‘Al Sisi not welcome’, ‘Verità per Giulio Regeni’. Questi due striscioni diretti al presidente dell’Egitto, Abdel Fattah al Sisi, hanno aperto il corteo dei manifestanti accorsi a Palermo per contestare la Conferenza sulla Libia voluta dal governo italiano.
Accoglienza molto diversa da quella riservatagli dal presidente del consiglio Giuseppe Conte che ha messo da parte l’impegno assunto qualche mese fa verso la famiglia Regeni e tutti gli italianidi non voler arretrare su richiesta di giustizia per il ricercatore ucciso al Cairo quasi tre anni fa.
Oggi più che mai, quella verità negata pesa su chi ha invitato l’ex generale in Italia.
Proprio ‘Verità per Giulio Regeni’ era tra gli slogan scanditi a gran voce da un migliaio di persone nel giorno dell’apertura del vertice internazionale col premier Conte a fare da padrone di casa.
I dimostranti hanno sfilato pacificamente per le strade del centro città fino in piazza Verdi, distante 4,1 km dalla zona rossa circoscritta attorno a Villa Igea, dove i leader discutono del futuro del paese nordafricano.
In piazza militanti di Sinistra, dei Cobas, dei proletari comunisti, ragazzi dei centri sociali, esponenti di Potere al popolo e di Rifondazione comunista che hanno invocato a gran voce “verità per Giulio Regeni”, il cui nome era impresso su un altro striscione in testa al corteo.

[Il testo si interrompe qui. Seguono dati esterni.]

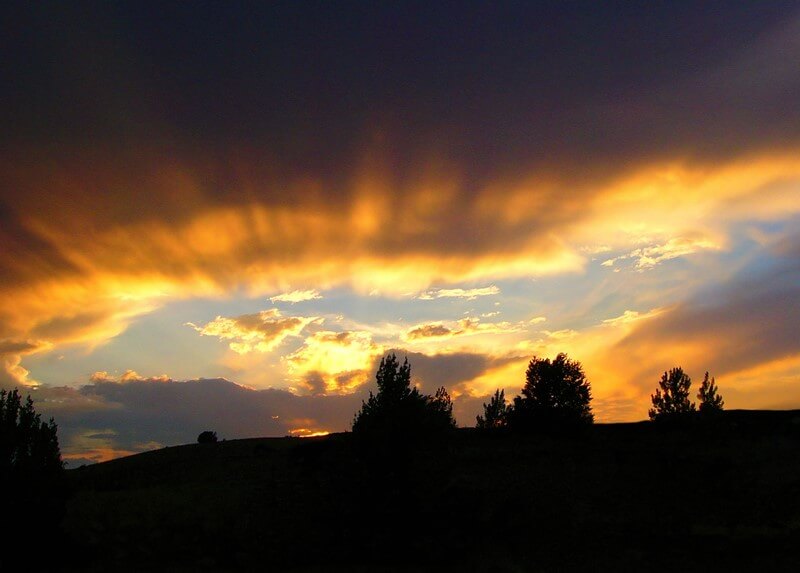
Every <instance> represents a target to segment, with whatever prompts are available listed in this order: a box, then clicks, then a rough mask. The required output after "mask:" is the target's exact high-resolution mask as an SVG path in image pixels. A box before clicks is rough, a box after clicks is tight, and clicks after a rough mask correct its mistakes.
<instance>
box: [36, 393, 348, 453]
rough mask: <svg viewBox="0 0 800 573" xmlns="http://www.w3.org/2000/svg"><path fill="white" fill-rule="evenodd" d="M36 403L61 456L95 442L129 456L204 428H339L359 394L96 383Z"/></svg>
mask: <svg viewBox="0 0 800 573" xmlns="http://www.w3.org/2000/svg"><path fill="white" fill-rule="evenodd" d="M34 398H35V400H36V403H37V410H39V411H41V412H43V413H44V414H45V415H48V416H49V415H53V416H54V417H55V419H56V422H57V423H58V425H59V436H60V439H61V443H62V448H64V449H65V450H66V451H67V452H69V451H70V450H71V449H72V448H75V449H76V450H77V451H78V452H81V451H84V450H88V449H91V448H90V447H88V446H87V443H91V442H92V441H93V440H94V441H95V442H98V443H100V442H102V443H104V444H105V447H111V448H113V449H114V450H118V451H123V452H125V451H128V452H129V451H137V450H141V449H147V448H148V447H153V446H152V444H161V445H176V444H184V443H190V442H193V441H194V440H195V439H196V438H197V435H198V434H199V433H200V432H201V431H203V430H206V429H213V430H214V431H216V432H217V434H218V435H219V436H220V437H226V438H230V439H232V438H246V437H259V436H285V435H287V434H289V432H290V431H291V430H293V429H296V428H297V427H298V424H299V423H300V422H299V421H302V425H303V427H309V425H312V426H313V428H315V429H319V430H329V431H343V430H346V429H349V425H350V422H351V421H352V417H353V413H354V412H355V411H356V410H357V409H358V407H359V406H360V405H361V398H362V396H361V395H360V394H353V395H349V396H326V397H317V396H296V395H294V394H292V393H290V392H288V391H284V390H252V389H249V388H246V387H243V386H239V385H238V384H235V383H233V382H229V381H227V380H223V379H200V380H190V381H186V382H176V381H168V382H165V381H150V380H129V381H122V382H116V381H98V382H95V383H93V384H89V385H86V386H83V387H81V388H79V389H73V388H40V389H39V390H37V391H36V393H35V394H34Z"/></svg>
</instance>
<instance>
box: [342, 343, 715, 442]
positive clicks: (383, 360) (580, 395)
mask: <svg viewBox="0 0 800 573" xmlns="http://www.w3.org/2000/svg"><path fill="white" fill-rule="evenodd" d="M376 380H377V386H378V392H377V394H373V393H372V392H370V394H369V399H368V400H366V401H364V402H362V406H361V409H360V410H359V411H358V412H357V413H356V415H355V418H354V419H353V424H352V429H353V432H354V433H355V434H393V433H398V432H417V433H419V432H421V433H426V432H429V431H434V430H442V429H447V428H455V427H456V422H455V418H454V417H453V405H452V401H451V399H450V396H449V395H448V393H447V391H446V390H445V388H444V387H442V388H439V389H438V390H436V392H435V394H434V395H432V396H428V395H424V394H422V393H420V392H419V390H418V389H417V388H416V387H414V386H412V385H411V365H410V364H409V363H408V359H405V360H404V362H403V363H402V364H401V363H400V361H399V360H398V358H397V356H396V355H395V354H390V355H388V356H386V357H384V358H383V359H381V363H380V366H379V367H378V372H377V374H376ZM691 383H692V381H691V378H690V377H689V376H688V375H687V374H686V373H685V372H684V371H683V369H682V368H680V367H677V368H673V369H671V370H669V371H667V372H664V374H663V375H662V376H661V379H660V380H659V381H658V387H657V388H656V391H655V393H654V394H652V395H651V397H650V399H651V402H652V407H651V408H650V409H649V411H648V415H649V417H650V419H651V420H653V421H656V422H663V421H676V420H681V419H688V418H690V417H692V416H695V415H699V416H702V417H710V416H714V415H715V414H716V413H718V412H721V411H722V409H723V407H724V404H725V402H724V400H723V399H722V396H721V395H720V393H719V389H718V387H717V384H716V381H715V379H714V378H709V373H708V372H706V373H705V378H704V379H703V382H702V384H701V386H700V389H699V391H698V393H697V400H698V402H697V404H695V403H694V402H692V401H691V399H690V387H691ZM591 401H592V390H591V384H590V383H589V381H588V380H587V378H586V373H585V372H584V370H583V366H582V365H581V363H580V362H578V361H577V360H571V359H570V358H569V357H568V356H567V355H566V354H564V353H560V354H558V355H557V356H556V357H555V358H554V359H552V360H551V359H549V358H540V357H536V356H534V357H533V359H532V360H531V361H530V363H529V364H528V368H527V370H526V372H525V384H524V386H523V387H522V391H521V393H520V395H518V396H516V397H514V399H513V400H512V401H510V402H509V401H507V400H506V396H505V391H504V390H502V389H499V388H498V389H497V390H496V391H495V393H494V394H493V395H492V397H491V398H490V400H489V402H488V403H484V404H483V414H482V415H479V416H477V418H476V427H477V428H478V429H480V430H487V431H491V430H500V429H508V430H518V431H529V430H537V429H539V430H542V429H564V428H577V427H581V426H585V425H588V424H592V423H593V422H594V414H593V413H592V407H591Z"/></svg>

Nelle ore in cui al Sisi arrivava a Palermo, in un tribunale al Cairo tornava sul banco degli imputati Amal Fathy, moglie del consulente della famiglia Regeni Mohamed Lofty che, hanmo deciso i giudici al termine dell’udienza, dovrà restare in carcere altri 45 giorni. Lo scorso 29 settembre la Corte per i reati minori di Maadi, in Egitto, aveva già condannato a 2 anni di prigione l’attivista, mamma di un bambino di 3 anni, nel processo che l’ha vedeva imputata per diffamazione nei confronti della Banca Misr e del suo staff.

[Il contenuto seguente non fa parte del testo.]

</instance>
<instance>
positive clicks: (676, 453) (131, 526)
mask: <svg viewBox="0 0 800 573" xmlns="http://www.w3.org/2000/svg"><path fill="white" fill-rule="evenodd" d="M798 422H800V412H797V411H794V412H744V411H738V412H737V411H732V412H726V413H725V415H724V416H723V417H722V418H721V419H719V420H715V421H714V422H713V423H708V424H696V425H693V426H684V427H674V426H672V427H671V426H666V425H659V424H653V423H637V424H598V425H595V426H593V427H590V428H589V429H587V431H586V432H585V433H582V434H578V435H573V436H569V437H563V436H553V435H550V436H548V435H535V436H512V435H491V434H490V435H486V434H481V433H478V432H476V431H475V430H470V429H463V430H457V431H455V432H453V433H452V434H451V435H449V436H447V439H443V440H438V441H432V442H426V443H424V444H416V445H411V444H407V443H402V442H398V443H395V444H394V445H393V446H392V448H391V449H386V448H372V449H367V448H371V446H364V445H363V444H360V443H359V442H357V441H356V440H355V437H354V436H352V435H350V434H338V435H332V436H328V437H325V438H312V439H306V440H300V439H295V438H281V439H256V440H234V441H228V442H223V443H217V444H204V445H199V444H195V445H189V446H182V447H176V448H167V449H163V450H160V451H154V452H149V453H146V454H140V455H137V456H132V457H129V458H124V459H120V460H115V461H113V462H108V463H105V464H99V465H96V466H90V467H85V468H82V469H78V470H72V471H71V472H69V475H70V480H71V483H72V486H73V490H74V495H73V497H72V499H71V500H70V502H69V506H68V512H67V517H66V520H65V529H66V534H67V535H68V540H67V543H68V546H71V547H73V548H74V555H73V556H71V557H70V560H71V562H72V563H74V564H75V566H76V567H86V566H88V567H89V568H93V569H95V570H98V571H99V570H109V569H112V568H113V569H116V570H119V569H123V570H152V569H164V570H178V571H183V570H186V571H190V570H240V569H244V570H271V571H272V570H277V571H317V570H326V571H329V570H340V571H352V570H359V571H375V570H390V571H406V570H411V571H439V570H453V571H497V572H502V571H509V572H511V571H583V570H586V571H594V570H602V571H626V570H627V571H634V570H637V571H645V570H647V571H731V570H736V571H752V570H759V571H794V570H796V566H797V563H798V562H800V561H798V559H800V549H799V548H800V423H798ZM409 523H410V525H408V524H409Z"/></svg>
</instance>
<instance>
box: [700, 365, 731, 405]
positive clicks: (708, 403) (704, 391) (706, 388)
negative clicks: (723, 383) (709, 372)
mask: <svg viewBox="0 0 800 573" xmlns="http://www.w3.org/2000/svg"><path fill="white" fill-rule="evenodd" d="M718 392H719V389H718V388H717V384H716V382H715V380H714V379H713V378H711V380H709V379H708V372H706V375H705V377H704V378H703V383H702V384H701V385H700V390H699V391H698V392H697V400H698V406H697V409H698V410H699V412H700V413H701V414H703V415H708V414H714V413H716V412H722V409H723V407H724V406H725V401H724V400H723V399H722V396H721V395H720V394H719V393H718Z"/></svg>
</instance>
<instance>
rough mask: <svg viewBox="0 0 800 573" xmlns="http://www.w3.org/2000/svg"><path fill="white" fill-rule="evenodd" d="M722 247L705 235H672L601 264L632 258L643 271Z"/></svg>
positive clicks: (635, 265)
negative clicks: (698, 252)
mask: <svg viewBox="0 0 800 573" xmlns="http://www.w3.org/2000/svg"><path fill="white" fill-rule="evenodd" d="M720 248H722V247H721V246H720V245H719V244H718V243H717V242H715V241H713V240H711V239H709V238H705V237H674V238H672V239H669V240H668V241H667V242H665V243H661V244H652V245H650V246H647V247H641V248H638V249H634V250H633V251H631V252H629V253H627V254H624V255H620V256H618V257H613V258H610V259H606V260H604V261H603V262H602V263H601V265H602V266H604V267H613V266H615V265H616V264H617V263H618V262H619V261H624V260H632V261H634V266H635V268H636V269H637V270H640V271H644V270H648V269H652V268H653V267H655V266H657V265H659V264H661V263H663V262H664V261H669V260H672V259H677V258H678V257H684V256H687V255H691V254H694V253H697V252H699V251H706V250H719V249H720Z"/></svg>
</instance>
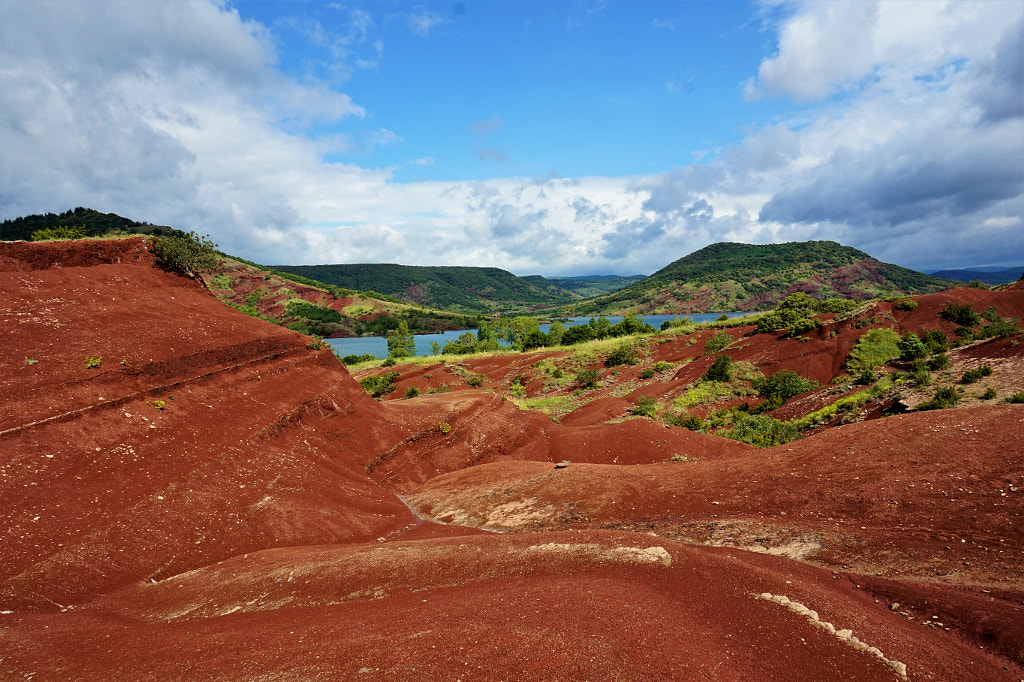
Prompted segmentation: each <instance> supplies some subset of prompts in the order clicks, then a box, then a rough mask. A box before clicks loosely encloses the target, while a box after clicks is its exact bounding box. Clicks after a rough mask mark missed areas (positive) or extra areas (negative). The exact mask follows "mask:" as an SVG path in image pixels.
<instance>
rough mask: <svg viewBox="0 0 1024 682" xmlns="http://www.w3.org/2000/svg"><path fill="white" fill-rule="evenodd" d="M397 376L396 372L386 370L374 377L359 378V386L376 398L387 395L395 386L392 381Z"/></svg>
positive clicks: (362, 388)
mask: <svg viewBox="0 0 1024 682" xmlns="http://www.w3.org/2000/svg"><path fill="white" fill-rule="evenodd" d="M397 378H398V373H397V372H387V373H385V374H380V375H377V376H375V377H364V378H362V379H359V386H361V387H362V390H365V391H366V392H368V393H370V394H371V395H373V396H374V397H376V398H379V397H380V396H382V395H387V394H388V393H390V392H391V391H393V390H394V389H395V388H397V386H395V383H394V382H395V380H396V379H397Z"/></svg>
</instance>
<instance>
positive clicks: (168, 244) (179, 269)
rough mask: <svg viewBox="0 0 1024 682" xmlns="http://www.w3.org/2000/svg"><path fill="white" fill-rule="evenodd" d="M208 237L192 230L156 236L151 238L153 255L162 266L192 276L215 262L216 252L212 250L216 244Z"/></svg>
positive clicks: (215, 251)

“Un vero e proprio oltraggio alla giustizia – era stato il primo commento di Riccardo Noury, portavoce di Amnesty Italia – Siamo al paradosso: una persona che ha subito e denunciato molestie sessuali viene condannata e chi ne è stato l’autore resta in libertà. Amal Fathy sta dalla parte dei diritti umani. Non è una criminale e non dovrebbe essere punita per il suo coraggio“.
Amal, che ha già trascorso 6 mesi in prigione, si ritrova per ora con una condanna, seppur con pena sospesa, a 2 anni di carcere, e rischia un verdetto ancor più pesante tra un mese e mezzo quando comparirà di nuovo davanti alla Corte per rispondere delle accuse di “appartenenza a un gruppo terroristico”, “diffusione di idee che incitano ad atti di terrorismo” e “pubblicazione di notizie false”.
Uno sproposito se si pensa che la sola ‘colpa’ di questa giovane attivista è di aver postato su Facebook un video in cui denunciava le molestie sessuali subite e criticava le istituzioni egiziane per la mancata protezione delle donne.
Amal ‘paga’ soprattutto per essere la moglie di Lotfy, ex ricercatore di Amnesty e direttore della Commissione Egiziana per i diritti umani . Prelevato dalla polizia insieme ad Amal e il loro figlio di tre anni all’alba dell’11 maggio dalla loro casa, Mohamed è tornato libero grazie al doppio passaporto, egiziano – svizzero.
Amal, invece, è rimasta per tutto il tempo in cella dove rimarrà altri 45 giorni. Da innocente.